Lithologic and Climatic Controls on Regolith Transformation in the Southern Sierra Nevada, California.

Climosequence studies of soils in the Sierra Nevada, California have revealed a zone of intense weathering at mid-elevations (from 1000 to 1600 m) just below the rain-snow transition line. We hypothesize that regolith (soil and weathered bedrock) evolution is regulated by climate plus subtle variations in lithology. Variable regolith thickness, from 1.4 to 10.7 m, was found at two catchments of 1100 m and 2000 m elevations of the Southern Sierra Nevada. Regolith sampling in both sites showed that thicknesses of weathered bedrock were quite variable regardless of degree of soil weathering. Biotite content and mineral grain size were measured in sand fractions to assess lithologic controls on regolith thickness.

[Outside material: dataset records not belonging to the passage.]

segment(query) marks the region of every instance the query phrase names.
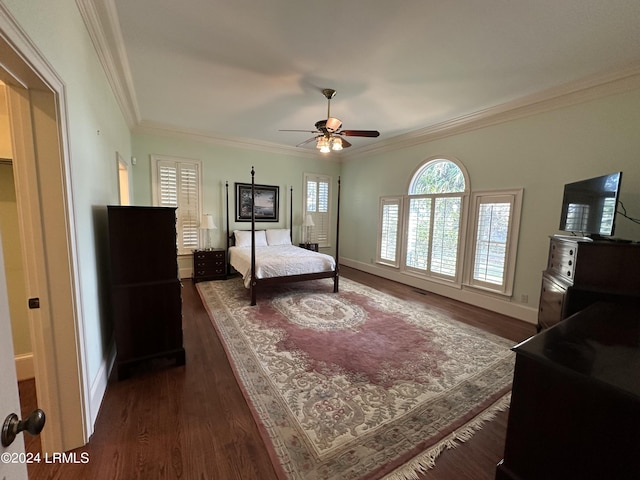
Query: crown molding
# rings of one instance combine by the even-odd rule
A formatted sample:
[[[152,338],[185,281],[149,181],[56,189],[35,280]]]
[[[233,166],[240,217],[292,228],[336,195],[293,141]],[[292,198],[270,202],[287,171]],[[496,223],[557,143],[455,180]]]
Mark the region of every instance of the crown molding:
[[[638,88],[640,65],[629,65],[363,146],[344,154],[343,159],[411,147]]]
[[[157,135],[161,137],[171,137],[180,140],[208,143],[212,145],[241,148],[243,150],[254,150],[260,152],[275,153],[278,155],[288,155],[298,158],[311,158],[314,160],[340,161],[342,155],[325,155],[317,150],[305,150],[297,147],[289,147],[276,143],[261,142],[249,138],[222,137],[212,135],[209,132],[198,130],[187,130],[148,120],[141,121],[132,129],[132,133],[138,135]]]
[[[125,121],[133,128],[140,122],[140,111],[114,0],[76,0],[76,5]],[[105,15],[98,15],[100,8]]]
[[[303,158],[346,161],[363,155],[385,153],[399,148],[411,147],[640,88],[640,65],[628,65],[619,70],[593,75],[559,87],[543,90],[500,105],[397,135],[387,140],[353,148],[346,152],[332,152],[331,155],[323,155],[316,151],[247,138],[215,136],[207,132],[179,129],[171,125],[141,120],[114,0],[76,0],[76,4],[120,109],[129,128],[134,133],[173,136],[216,145]],[[98,15],[100,8],[104,9],[105,15]],[[100,18],[106,18],[106,24],[103,25]]]

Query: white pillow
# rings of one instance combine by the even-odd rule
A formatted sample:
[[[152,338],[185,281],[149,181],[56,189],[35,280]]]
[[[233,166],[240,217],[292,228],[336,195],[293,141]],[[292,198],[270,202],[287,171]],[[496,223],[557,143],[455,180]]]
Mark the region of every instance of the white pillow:
[[[269,245],[291,245],[291,234],[286,228],[267,230],[267,243]]]
[[[233,234],[236,237],[236,247],[250,247],[251,246],[251,231],[247,230],[234,230]],[[264,230],[256,230],[256,247],[266,247],[267,236]]]

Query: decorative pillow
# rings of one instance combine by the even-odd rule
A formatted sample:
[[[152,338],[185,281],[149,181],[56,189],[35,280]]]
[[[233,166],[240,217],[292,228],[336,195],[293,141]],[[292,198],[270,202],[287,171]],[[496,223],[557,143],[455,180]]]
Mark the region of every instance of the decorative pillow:
[[[269,245],[291,245],[291,234],[286,228],[267,230],[267,243]]]
[[[247,230],[234,230],[233,234],[236,237],[236,247],[250,247],[251,246],[251,231]],[[266,247],[267,236],[264,230],[256,230],[256,247]]]

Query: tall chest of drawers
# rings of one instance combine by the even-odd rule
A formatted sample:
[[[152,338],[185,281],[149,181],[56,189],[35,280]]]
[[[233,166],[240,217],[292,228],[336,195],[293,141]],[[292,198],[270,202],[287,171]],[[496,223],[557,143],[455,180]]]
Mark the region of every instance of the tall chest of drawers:
[[[160,357],[184,365],[175,208],[107,209],[118,378]]]
[[[597,301],[631,299],[640,299],[640,244],[551,237],[538,330]]]

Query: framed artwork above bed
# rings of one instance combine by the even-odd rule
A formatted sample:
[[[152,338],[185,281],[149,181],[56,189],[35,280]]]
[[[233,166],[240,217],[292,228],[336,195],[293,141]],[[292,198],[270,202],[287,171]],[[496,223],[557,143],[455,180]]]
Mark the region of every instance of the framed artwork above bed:
[[[255,185],[256,222],[279,221],[280,187]],[[236,222],[251,221],[251,184],[236,182]]]

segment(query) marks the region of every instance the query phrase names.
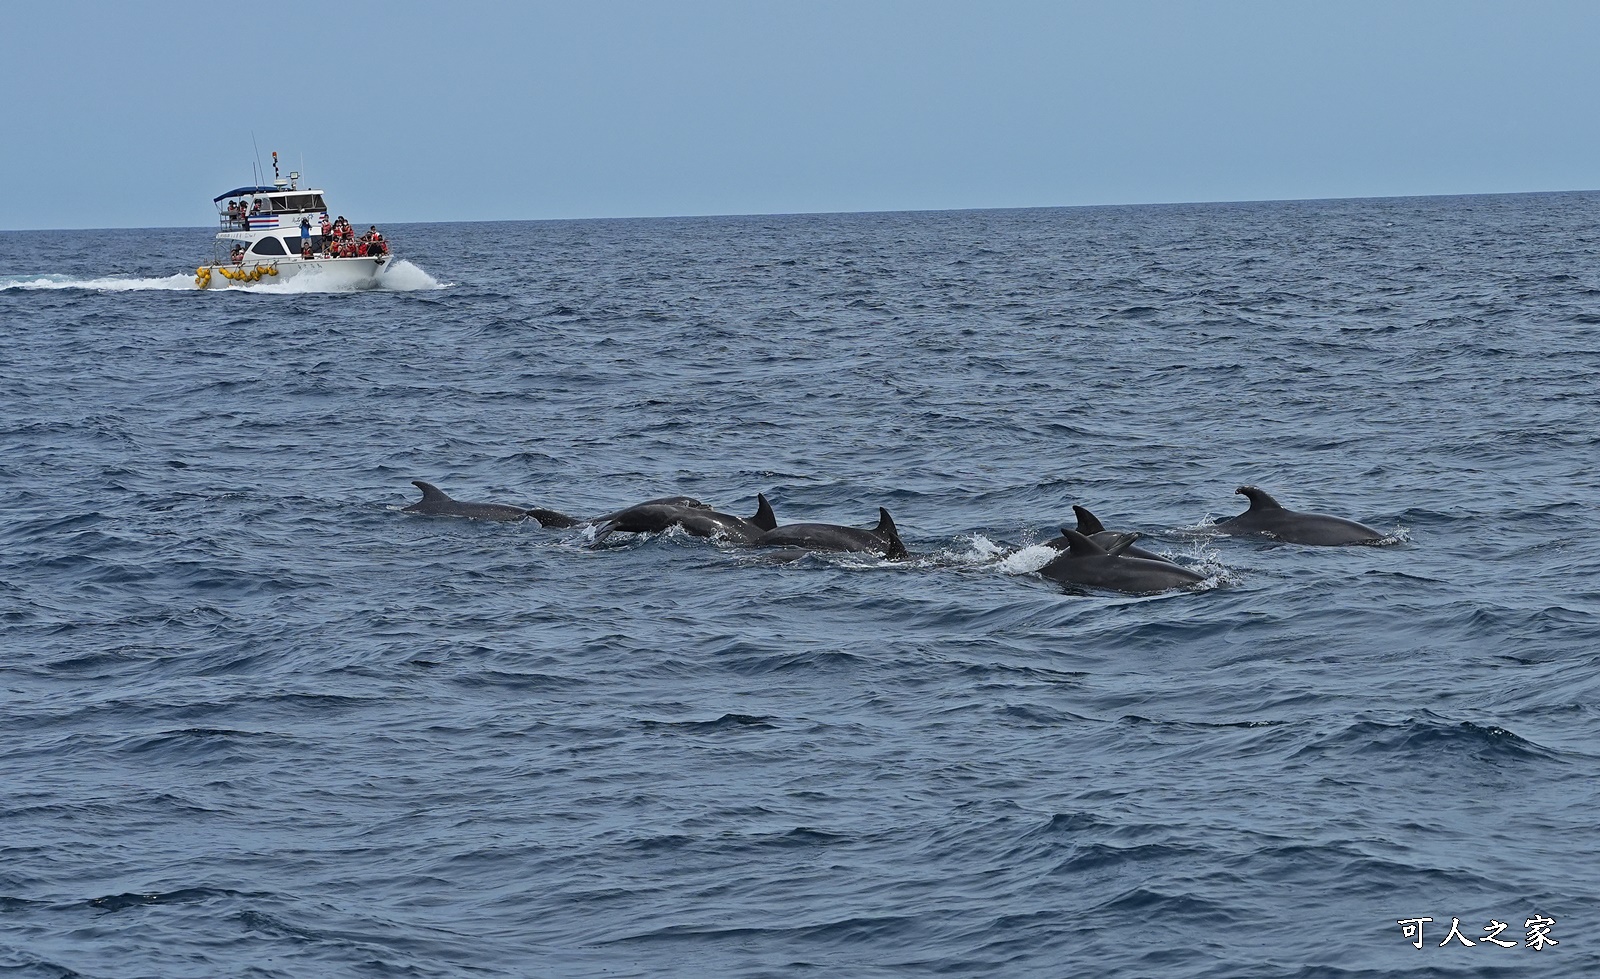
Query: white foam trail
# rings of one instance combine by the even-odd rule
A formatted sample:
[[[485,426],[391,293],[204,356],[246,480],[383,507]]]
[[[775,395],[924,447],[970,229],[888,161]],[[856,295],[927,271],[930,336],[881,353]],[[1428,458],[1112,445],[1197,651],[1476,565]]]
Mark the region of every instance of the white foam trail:
[[[74,279],[65,275],[11,276],[0,279],[0,290],[93,289],[97,292],[180,292],[194,289],[194,274],[180,272],[160,279]]]

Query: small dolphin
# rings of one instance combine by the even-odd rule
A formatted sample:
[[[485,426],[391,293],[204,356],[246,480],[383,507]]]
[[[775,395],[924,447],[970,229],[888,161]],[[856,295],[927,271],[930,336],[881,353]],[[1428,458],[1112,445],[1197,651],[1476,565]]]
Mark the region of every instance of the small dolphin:
[[[1087,509],[1074,505],[1072,512],[1078,515],[1078,533],[1099,544],[1101,547],[1110,547],[1122,538],[1122,534],[1113,533],[1106,529],[1100,518],[1090,513]],[[1044,542],[1046,547],[1053,547],[1058,551],[1065,551],[1072,546],[1072,542],[1065,537],[1053,537]],[[1161,561],[1165,564],[1176,564],[1169,558],[1162,557],[1155,551],[1147,551],[1142,547],[1131,544],[1122,552],[1125,557],[1143,558],[1146,561]]]
[[[878,508],[878,525],[871,530],[841,527],[831,523],[791,523],[769,530],[756,541],[761,547],[799,547],[810,551],[864,551],[881,554],[891,561],[906,558],[894,518]]]
[[[1235,536],[1270,537],[1289,544],[1371,544],[1383,535],[1366,524],[1330,517],[1325,513],[1301,513],[1286,510],[1277,500],[1254,486],[1241,486],[1234,490],[1250,499],[1250,509],[1238,516],[1218,520],[1216,527],[1224,534]]]
[[[476,520],[523,520],[528,517],[538,519],[539,513],[561,516],[553,510],[530,510],[527,507],[511,506],[506,503],[466,503],[452,500],[444,490],[432,483],[424,483],[420,479],[413,479],[411,485],[422,490],[422,499],[402,509],[401,513],[423,513],[431,517],[471,517]],[[540,523],[544,521],[541,519]]]
[[[757,493],[755,516],[749,520],[731,513],[718,513],[699,500],[667,497],[597,517],[594,524],[597,542],[614,533],[659,534],[678,527],[692,537],[717,537],[735,544],[754,544],[762,534],[776,527],[778,520],[766,496]]]
[[[1109,548],[1066,527],[1061,528],[1061,536],[1067,539],[1067,552],[1039,569],[1040,574],[1052,581],[1151,595],[1206,580],[1204,575],[1170,561],[1127,557],[1128,549],[1139,539],[1138,534],[1118,535]]]

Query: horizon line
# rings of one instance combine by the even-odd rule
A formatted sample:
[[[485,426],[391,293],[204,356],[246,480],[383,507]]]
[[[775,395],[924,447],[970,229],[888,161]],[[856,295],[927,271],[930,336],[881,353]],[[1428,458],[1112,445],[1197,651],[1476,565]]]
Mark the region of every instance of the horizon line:
[[[1227,206],[1231,204],[1315,204],[1324,201],[1399,201],[1399,200],[1427,200],[1431,198],[1449,197],[1533,197],[1539,195],[1559,194],[1592,194],[1600,192],[1600,188],[1574,188],[1567,190],[1510,190],[1510,191],[1470,191],[1466,193],[1438,193],[1438,194],[1377,194],[1354,195],[1349,197],[1241,197],[1228,200],[1201,200],[1201,201],[1123,201],[1101,204],[1022,204],[1022,205],[997,205],[978,207],[902,207],[881,208],[864,211],[749,211],[737,212],[705,212],[691,214],[617,214],[617,215],[590,215],[585,217],[565,218],[453,218],[433,221],[401,221],[386,220],[385,224],[537,224],[537,223],[567,223],[574,221],[679,221],[690,218],[784,218],[784,217],[825,217],[848,214],[963,214],[977,211],[1066,211],[1066,210],[1092,210],[1095,208],[1121,208],[1121,207],[1205,207]],[[117,225],[109,227],[57,227],[57,228],[0,228],[0,234],[18,234],[39,231],[163,231],[174,229],[205,230],[209,225],[191,224],[150,224],[150,225]]]

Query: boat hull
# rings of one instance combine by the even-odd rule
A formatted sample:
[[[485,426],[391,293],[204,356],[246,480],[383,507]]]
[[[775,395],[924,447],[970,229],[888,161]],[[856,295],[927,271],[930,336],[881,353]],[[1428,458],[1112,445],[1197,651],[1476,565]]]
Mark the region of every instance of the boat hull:
[[[372,289],[394,256],[381,258],[280,258],[271,262],[246,261],[242,265],[202,265],[195,269],[201,289],[231,289],[295,280],[296,285],[344,291]]]

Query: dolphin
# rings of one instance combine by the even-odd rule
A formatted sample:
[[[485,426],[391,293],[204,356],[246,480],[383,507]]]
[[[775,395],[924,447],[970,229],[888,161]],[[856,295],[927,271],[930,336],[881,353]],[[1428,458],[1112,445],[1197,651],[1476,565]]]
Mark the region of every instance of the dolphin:
[[[1039,569],[1040,574],[1052,581],[1152,595],[1206,580],[1204,575],[1170,561],[1127,557],[1128,549],[1139,539],[1138,534],[1117,535],[1109,548],[1066,527],[1061,528],[1061,536],[1067,539],[1067,552]]]
[[[1100,518],[1090,513],[1084,507],[1074,505],[1072,507],[1072,512],[1078,515],[1078,533],[1099,544],[1101,547],[1110,547],[1123,536],[1122,534],[1113,533],[1107,530],[1105,524],[1100,522]],[[1072,546],[1072,542],[1067,540],[1065,537],[1053,537],[1050,540],[1045,541],[1044,545],[1046,547],[1053,547],[1058,551],[1065,551]],[[1146,561],[1161,561],[1166,564],[1177,563],[1170,558],[1162,557],[1155,551],[1147,551],[1142,547],[1135,547],[1132,544],[1130,544],[1128,548],[1122,552],[1122,554],[1124,557],[1143,558]]]
[[[778,525],[772,504],[761,493],[756,494],[755,516],[749,520],[731,513],[718,513],[699,500],[666,497],[597,517],[593,522],[597,528],[594,535],[597,542],[614,533],[659,534],[678,527],[692,537],[718,537],[735,544],[754,544],[762,534]]]
[[[444,490],[424,483],[420,479],[413,479],[411,485],[422,490],[422,499],[405,507],[401,513],[422,513],[431,517],[471,517],[476,520],[524,520],[533,517],[543,526],[552,526],[545,523],[540,514],[546,514],[551,519],[572,519],[556,513],[554,510],[540,510],[537,508],[511,506],[507,503],[467,503],[462,500],[452,500]],[[554,524],[553,526],[566,526]]]
[[[906,558],[894,518],[878,508],[878,525],[871,530],[841,527],[831,523],[791,523],[768,530],[756,541],[761,547],[799,547],[810,551],[869,551],[891,561]]]
[[[1241,486],[1234,492],[1249,498],[1250,509],[1237,516],[1218,520],[1216,527],[1224,534],[1270,537],[1289,544],[1324,546],[1371,544],[1383,539],[1378,531],[1354,520],[1330,517],[1325,513],[1286,510],[1266,491],[1254,486]]]
[[[656,499],[653,499],[653,500],[645,500],[643,503],[635,503],[633,506],[624,507],[621,510],[617,510],[617,511],[615,511],[613,513],[608,513],[603,517],[595,517],[592,520],[581,520],[581,521],[579,521],[579,523],[602,524],[602,523],[605,523],[607,520],[615,520],[615,519],[617,519],[618,517],[622,516],[624,513],[627,513],[629,510],[636,510],[639,507],[647,507],[647,506],[684,507],[684,508],[687,508],[687,509],[690,509],[690,510],[709,510],[709,509],[711,509],[711,504],[709,504],[709,503],[701,503],[699,500],[695,499],[692,496],[661,496],[661,497],[657,497]]]

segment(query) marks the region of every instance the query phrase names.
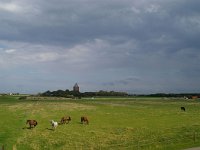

Biotite content in parent material was positively correlated with regolith thickness at both sites. At the drier site (1100 m elevation), mineral grain size was negatively correlated with regolith thickness. Meanwhile, evidence of weathering based on clay and secondary Fe oxide concentrations was intense in soils, but weak in weathered bedrock at both sites. The degree of regolith development was controlled by temperature, which is increasingly buffered by depth. Heat energy estimated from surface to deep layers show a significant correlation with both clay and secondary Fe oxide concentrations. As the same amount of heat energy increases, more weathering occurred at the higher temperature site (1100 m elevation) than that at the lower temperature site (2000 m elevation). Overall, differences in lithology and temperature regulate regolith evolution, yet the effect of temperature was dampened with increasing regolith thickness as heat was absorbed by overlying material.